The level of security provided by three random data perturbation (RDP) methods is evaluated. Such methods are applied in statistical databases in order to protect against disclosure of confidential numerical fields. These methods involve the addition of random noise to confidential numerical attributes. Although they ensure that the precise value of the confidential field will not be disclosed, they are exposed to partial disclosure; that is, the amount of information that a snooper is able to obtain exceeds the amount intended to be provided. To estimate the security provided by RDP methods, the authors investigate two situations: the case of the professional snooper and that of the casual snooper. These approaches differ by the measure of the level of security; each of them is based on distinct statistical models. The paper addresses database administrators, guiding them to the selection of a more effective RDP method.
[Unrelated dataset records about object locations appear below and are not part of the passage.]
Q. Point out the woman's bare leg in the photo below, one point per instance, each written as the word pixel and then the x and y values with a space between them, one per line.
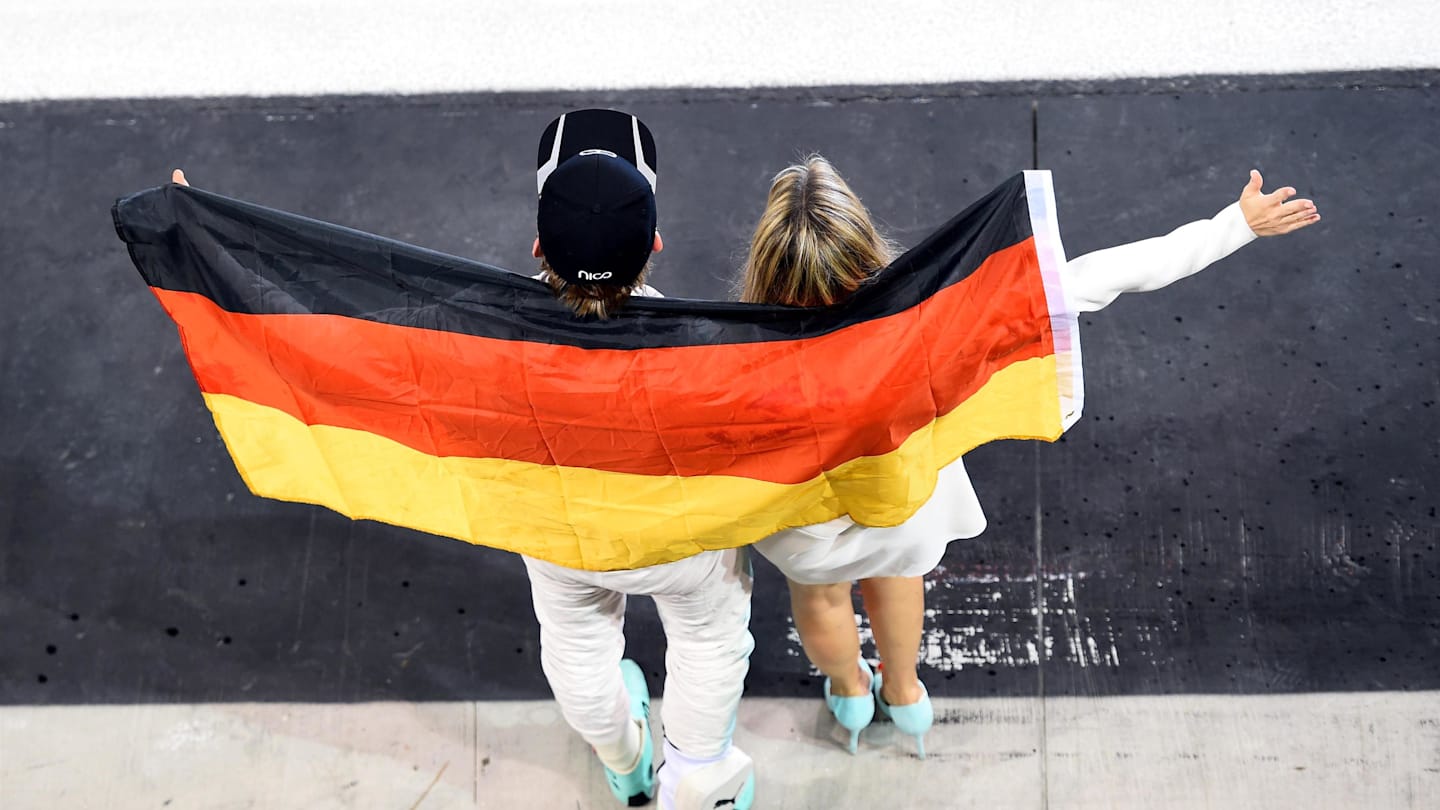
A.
pixel 825 620
pixel 896 610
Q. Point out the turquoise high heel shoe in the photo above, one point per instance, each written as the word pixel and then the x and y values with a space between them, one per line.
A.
pixel 912 718
pixel 853 712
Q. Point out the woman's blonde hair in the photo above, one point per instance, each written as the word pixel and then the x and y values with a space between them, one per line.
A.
pixel 598 300
pixel 815 242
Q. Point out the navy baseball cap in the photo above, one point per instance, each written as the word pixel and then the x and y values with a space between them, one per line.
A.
pixel 596 179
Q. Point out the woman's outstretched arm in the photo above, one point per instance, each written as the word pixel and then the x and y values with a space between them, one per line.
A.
pixel 1093 280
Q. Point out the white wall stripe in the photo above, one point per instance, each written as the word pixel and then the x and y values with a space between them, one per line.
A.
pixel 206 48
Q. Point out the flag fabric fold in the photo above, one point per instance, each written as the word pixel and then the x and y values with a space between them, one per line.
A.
pixel 403 385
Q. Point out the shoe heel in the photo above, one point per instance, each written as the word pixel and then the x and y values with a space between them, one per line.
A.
pixel 913 718
pixel 853 714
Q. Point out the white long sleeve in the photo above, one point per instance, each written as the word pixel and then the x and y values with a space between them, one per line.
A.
pixel 1093 280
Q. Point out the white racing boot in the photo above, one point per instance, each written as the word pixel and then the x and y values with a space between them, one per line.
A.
pixel 726 783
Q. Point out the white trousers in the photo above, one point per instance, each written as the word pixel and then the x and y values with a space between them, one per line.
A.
pixel 704 606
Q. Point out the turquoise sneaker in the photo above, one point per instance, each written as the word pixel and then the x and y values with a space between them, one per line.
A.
pixel 637 787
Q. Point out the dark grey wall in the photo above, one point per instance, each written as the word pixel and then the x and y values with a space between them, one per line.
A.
pixel 1249 503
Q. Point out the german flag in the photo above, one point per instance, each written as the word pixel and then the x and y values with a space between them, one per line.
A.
pixel 403 385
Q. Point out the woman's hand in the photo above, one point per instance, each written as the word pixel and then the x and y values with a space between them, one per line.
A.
pixel 1270 215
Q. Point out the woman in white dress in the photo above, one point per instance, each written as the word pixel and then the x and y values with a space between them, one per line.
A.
pixel 814 245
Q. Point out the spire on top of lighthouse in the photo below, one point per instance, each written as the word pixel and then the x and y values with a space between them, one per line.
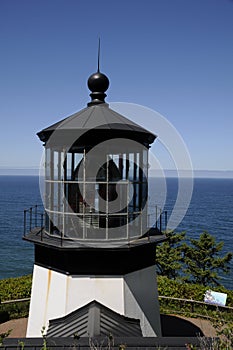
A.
pixel 98 84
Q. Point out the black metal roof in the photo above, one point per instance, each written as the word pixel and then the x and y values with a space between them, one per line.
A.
pixel 93 320
pixel 93 124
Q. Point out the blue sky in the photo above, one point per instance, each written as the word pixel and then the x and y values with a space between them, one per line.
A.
pixel 174 56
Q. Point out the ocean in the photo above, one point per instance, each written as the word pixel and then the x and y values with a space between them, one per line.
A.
pixel 211 209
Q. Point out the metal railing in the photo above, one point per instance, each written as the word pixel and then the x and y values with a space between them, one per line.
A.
pixel 35 221
pixel 34 217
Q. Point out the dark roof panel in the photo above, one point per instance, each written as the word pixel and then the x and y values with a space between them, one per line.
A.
pixel 99 118
pixel 92 320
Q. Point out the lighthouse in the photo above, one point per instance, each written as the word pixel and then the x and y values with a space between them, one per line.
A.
pixel 94 251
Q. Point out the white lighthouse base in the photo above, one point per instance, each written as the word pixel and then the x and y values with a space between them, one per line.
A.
pixel 55 295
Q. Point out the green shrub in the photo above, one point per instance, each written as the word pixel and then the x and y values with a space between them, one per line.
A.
pixel 15 288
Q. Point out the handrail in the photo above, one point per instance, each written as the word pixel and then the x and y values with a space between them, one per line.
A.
pixel 160 297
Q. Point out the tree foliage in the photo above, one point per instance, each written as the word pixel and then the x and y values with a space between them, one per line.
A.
pixel 203 261
pixel 169 255
pixel 196 260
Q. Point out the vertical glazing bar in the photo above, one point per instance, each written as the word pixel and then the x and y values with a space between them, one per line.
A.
pixel 107 197
pixel 127 218
pixel 160 221
pixel 135 181
pixel 36 215
pixel 72 166
pixel 84 192
pixel 165 220
pixel 24 222
pixel 41 227
pixel 30 222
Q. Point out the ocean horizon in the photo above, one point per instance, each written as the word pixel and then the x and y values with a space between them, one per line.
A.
pixel 210 209
pixel 218 174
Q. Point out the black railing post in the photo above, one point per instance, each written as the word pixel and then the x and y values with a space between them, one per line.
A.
pixel 36 215
pixel 30 225
pixel 160 220
pixel 156 216
pixel 165 220
pixel 25 221
pixel 41 227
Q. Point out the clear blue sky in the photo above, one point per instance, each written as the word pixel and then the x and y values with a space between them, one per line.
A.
pixel 174 56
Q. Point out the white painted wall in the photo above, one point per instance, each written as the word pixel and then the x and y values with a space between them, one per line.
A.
pixel 55 295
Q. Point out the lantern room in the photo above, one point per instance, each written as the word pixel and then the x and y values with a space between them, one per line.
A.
pixel 96 168
pixel 94 245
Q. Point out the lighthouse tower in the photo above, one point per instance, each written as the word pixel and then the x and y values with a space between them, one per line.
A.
pixel 94 251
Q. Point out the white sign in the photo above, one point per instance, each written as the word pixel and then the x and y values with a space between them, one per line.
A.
pixel 215 298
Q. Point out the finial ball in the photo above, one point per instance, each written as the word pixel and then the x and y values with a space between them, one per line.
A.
pixel 98 82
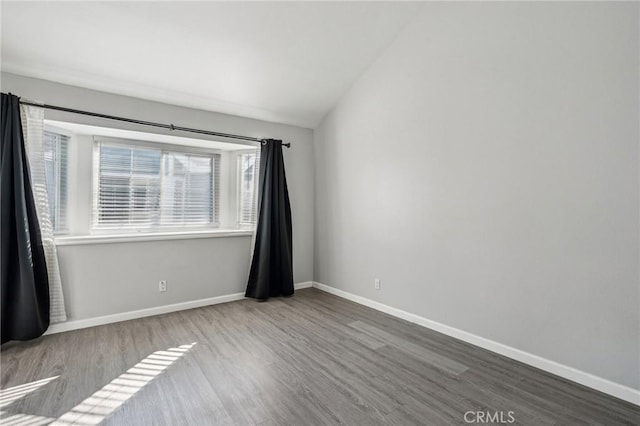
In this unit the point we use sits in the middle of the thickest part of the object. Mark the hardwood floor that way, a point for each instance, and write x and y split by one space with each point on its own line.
312 359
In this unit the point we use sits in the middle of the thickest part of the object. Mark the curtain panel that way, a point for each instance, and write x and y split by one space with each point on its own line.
24 282
271 272
33 128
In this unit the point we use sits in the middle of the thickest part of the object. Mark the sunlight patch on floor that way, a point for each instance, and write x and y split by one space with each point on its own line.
102 403
9 395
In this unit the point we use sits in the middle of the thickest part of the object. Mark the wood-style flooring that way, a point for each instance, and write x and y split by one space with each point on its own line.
312 359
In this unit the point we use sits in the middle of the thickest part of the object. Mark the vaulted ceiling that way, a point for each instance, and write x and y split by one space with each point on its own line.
287 62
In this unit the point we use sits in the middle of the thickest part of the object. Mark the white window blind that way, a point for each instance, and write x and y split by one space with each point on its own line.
248 176
137 186
56 160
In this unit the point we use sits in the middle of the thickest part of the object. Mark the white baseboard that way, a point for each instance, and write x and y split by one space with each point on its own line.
141 313
598 383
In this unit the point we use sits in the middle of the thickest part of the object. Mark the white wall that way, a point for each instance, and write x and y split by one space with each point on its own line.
485 168
102 279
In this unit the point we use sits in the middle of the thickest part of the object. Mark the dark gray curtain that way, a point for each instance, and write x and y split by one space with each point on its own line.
24 292
271 271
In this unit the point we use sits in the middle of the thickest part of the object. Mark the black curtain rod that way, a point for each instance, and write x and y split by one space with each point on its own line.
148 123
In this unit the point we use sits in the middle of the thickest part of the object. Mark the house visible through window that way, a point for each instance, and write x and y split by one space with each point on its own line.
136 186
123 182
56 148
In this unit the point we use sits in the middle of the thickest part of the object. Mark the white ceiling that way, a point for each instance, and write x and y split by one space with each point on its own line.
287 62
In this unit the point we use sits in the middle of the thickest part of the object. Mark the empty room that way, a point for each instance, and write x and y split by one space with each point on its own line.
319 213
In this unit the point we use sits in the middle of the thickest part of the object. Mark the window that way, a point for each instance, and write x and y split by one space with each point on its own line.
248 165
140 186
56 148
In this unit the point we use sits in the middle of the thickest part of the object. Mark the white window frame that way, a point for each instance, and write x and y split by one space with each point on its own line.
59 229
239 180
215 154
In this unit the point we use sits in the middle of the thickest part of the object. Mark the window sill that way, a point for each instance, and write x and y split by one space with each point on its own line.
156 236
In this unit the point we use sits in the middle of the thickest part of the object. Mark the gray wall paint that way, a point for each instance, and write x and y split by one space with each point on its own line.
485 168
102 279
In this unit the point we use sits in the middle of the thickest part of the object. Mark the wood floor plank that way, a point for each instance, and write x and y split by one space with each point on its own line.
313 359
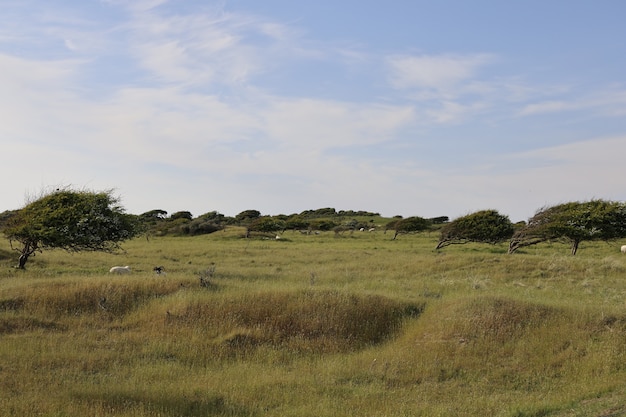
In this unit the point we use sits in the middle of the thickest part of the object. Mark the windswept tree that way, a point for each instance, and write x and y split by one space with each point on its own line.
408 225
573 222
486 226
70 220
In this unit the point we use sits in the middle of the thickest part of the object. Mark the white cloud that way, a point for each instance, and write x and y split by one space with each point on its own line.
439 72
609 103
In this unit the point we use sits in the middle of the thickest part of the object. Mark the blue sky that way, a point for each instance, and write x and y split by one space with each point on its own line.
399 107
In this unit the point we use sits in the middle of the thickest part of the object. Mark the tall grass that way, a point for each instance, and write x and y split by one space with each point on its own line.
314 325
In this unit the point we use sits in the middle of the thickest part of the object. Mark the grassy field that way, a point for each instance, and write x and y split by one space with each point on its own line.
315 325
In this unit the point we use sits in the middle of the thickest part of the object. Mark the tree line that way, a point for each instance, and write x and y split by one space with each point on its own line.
95 221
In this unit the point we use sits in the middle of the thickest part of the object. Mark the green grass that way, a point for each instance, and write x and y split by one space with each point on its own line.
315 325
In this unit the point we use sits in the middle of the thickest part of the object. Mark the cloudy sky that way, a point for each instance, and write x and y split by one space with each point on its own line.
409 107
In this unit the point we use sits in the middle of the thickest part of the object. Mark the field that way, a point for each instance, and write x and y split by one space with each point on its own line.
315 325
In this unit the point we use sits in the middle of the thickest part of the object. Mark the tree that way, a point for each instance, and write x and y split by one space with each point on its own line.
485 226
410 224
247 215
573 222
182 215
266 224
70 220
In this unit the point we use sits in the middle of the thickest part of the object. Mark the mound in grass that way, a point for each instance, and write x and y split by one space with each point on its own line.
82 296
316 321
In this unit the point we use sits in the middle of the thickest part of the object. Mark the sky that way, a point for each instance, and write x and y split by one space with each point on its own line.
403 107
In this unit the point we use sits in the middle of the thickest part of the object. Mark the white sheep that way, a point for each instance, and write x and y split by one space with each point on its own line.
120 270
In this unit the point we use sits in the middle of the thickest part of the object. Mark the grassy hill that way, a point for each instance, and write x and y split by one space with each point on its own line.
351 324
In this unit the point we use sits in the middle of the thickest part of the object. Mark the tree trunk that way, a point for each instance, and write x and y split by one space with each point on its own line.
25 254
22 261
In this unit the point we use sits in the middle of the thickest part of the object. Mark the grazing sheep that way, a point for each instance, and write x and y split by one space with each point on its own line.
120 270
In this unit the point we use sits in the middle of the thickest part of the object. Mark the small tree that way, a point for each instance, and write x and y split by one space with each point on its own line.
486 226
573 222
408 225
71 220
266 224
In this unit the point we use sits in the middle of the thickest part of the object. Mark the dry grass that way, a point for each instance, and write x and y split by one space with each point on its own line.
322 325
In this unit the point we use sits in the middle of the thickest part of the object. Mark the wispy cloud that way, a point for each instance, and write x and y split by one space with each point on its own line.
436 72
608 103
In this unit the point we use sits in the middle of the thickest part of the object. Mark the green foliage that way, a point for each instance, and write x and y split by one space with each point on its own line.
71 220
247 215
266 224
408 225
181 215
574 222
486 226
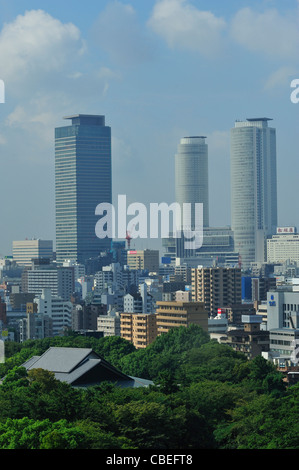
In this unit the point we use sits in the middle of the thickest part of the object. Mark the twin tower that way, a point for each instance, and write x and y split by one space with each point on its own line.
253 184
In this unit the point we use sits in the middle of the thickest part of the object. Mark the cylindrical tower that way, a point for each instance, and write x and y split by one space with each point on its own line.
191 175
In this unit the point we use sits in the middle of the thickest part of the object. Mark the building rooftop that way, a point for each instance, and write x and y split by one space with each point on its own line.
81 367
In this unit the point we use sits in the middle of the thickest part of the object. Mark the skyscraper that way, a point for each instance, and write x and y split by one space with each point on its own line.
191 175
192 187
83 180
253 187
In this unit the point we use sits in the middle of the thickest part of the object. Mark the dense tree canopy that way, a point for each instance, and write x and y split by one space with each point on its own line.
205 396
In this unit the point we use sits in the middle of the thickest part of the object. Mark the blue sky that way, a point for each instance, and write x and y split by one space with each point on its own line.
159 70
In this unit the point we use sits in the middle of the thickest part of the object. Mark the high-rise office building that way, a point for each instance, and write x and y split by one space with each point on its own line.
253 188
83 180
191 175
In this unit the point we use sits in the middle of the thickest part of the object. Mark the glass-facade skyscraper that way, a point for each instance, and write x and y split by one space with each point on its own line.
83 179
253 187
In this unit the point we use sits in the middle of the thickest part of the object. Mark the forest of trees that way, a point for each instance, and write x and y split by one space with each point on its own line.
205 396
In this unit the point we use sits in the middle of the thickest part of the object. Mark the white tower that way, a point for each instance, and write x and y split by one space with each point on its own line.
191 175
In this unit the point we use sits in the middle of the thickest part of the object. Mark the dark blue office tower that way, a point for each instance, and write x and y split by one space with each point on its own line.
83 179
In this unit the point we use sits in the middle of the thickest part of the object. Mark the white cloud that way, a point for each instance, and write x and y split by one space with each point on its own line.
36 44
280 77
268 32
185 27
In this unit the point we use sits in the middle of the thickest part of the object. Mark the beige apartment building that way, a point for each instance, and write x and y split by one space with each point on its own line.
177 313
216 287
143 259
138 328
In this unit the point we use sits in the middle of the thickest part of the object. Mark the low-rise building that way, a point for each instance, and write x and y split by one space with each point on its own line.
140 329
176 314
250 340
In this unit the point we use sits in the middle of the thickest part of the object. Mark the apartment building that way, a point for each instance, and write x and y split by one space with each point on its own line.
216 287
139 329
178 313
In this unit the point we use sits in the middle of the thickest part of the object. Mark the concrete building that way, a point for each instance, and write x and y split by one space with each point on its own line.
143 259
83 180
192 176
139 329
284 246
59 280
35 326
25 251
235 312
109 324
250 340
218 325
216 287
253 188
176 314
283 324
141 302
57 309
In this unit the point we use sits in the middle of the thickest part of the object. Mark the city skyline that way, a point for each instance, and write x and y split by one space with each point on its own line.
155 85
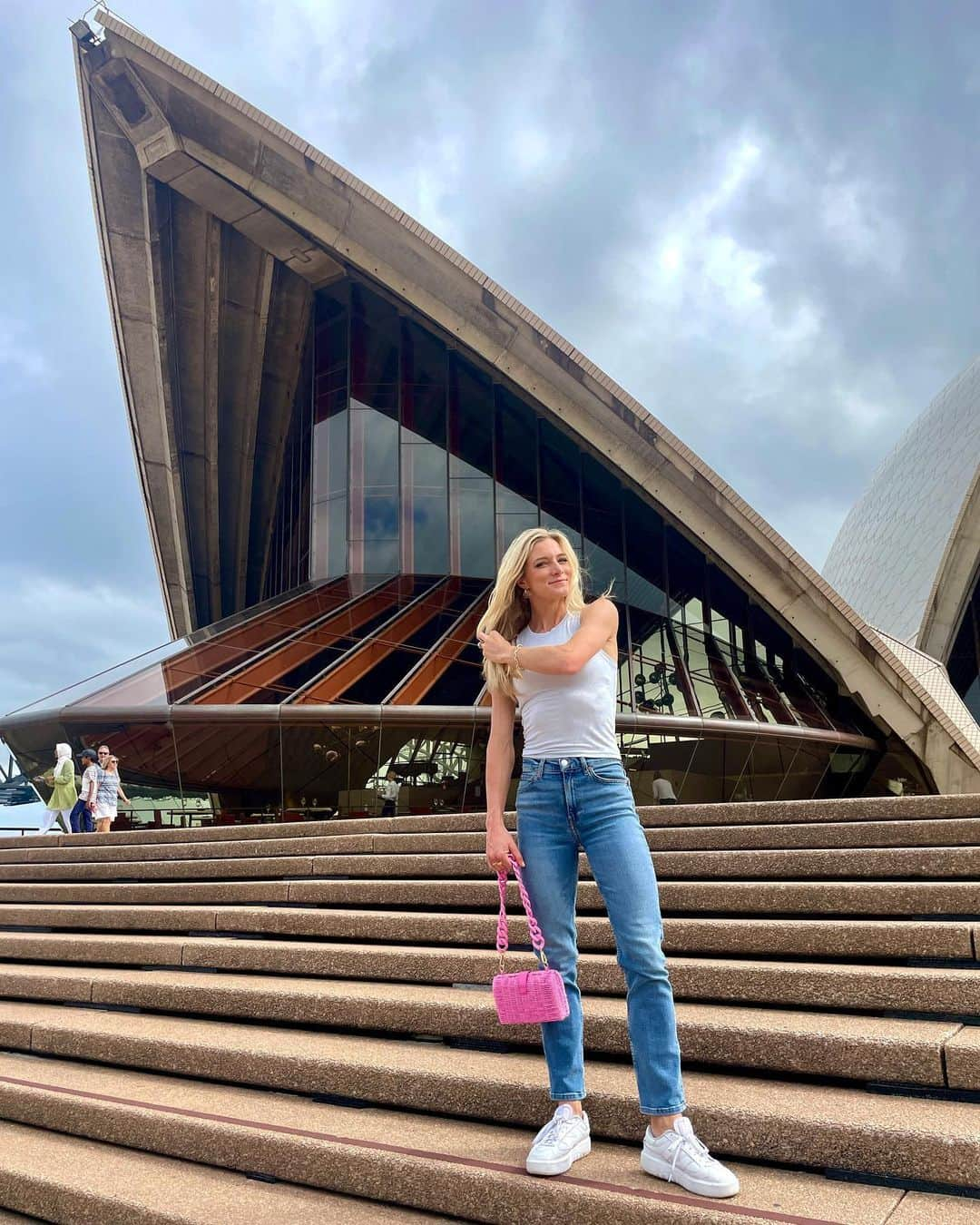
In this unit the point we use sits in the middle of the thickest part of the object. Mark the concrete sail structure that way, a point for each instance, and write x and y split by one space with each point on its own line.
339 424
906 554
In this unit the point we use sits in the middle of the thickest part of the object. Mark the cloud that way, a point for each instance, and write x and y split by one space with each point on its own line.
757 217
56 633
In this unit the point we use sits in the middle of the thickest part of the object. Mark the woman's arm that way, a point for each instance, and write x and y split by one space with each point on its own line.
500 842
599 623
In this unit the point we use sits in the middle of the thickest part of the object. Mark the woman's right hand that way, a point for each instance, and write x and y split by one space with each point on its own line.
500 843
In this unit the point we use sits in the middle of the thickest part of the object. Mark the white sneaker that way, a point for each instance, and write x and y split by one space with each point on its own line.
560 1142
679 1157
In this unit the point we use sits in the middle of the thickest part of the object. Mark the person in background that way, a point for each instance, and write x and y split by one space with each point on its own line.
389 789
108 795
64 795
83 815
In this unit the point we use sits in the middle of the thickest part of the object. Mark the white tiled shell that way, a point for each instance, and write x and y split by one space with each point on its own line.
886 555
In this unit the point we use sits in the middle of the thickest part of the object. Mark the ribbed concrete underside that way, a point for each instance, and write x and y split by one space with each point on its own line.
181 1008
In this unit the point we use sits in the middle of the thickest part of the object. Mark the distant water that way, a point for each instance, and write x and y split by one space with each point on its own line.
30 815
21 815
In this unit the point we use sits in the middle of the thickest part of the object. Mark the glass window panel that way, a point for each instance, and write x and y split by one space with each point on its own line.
329 538
516 454
423 385
685 569
374 352
472 527
381 556
331 450
329 358
659 681
644 553
560 479
374 492
510 525
602 506
471 420
426 514
713 699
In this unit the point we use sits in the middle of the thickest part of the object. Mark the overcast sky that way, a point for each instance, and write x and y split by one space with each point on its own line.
761 218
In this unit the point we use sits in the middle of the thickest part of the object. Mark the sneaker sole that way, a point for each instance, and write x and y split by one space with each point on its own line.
661 1169
560 1164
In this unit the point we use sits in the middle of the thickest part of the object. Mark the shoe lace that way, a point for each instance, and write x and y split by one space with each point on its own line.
693 1148
552 1133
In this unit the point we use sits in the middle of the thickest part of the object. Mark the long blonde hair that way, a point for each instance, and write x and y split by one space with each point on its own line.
510 608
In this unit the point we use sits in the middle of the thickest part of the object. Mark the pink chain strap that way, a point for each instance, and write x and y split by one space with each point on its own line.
536 938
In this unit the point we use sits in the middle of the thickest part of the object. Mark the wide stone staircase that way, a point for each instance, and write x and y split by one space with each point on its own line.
291 1023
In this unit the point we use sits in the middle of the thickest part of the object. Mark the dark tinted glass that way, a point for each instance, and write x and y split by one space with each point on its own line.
516 454
374 352
560 461
471 420
424 384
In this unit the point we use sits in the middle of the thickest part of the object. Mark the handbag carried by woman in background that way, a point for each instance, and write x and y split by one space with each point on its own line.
529 996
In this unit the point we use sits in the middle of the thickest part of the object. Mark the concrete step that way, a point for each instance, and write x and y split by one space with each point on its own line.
770 1120
77 1181
468 1169
904 861
940 832
800 812
808 984
878 898
816 1044
848 938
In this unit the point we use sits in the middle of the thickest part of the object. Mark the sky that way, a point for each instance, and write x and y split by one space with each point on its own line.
759 217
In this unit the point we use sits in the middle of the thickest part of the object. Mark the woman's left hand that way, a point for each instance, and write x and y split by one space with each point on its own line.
495 647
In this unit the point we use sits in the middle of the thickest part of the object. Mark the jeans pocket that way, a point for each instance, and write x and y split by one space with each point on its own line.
606 770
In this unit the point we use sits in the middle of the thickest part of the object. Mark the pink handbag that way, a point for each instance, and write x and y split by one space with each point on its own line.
532 996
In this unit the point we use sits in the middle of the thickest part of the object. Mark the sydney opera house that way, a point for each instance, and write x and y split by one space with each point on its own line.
339 424
906 555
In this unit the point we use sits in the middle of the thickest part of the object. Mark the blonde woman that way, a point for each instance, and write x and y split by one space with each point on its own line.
109 794
62 780
554 658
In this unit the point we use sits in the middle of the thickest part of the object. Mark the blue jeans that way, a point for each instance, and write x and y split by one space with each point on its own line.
585 804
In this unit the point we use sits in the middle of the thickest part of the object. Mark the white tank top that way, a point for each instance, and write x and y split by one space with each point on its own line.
569 716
The first section represents an introduction to the facts presented above. Section 2 introduces the three methods to be analyzed. These are the “independent noise” (IN) method, by which the noise is applied independently on each attribute; the “correlated noise” method (CN) proposed by Kim [1] and Trendick [2]; and a modification of the latter, called “bias corrected correlated noise” (BCCN), due to the same authors.
Section 3 evaluates the effectiveness of the three methods. The results indicate that the performances of the IN method are lower in the case of the professional snooper, while the BCCN method provides a worse security level than the other two methods against casual snoopers. (The result was not observed in former studies.) The concluding section remarks interestingly on other aspects of the three methods. This is an interesting study. The results rely on sound mathematical tools.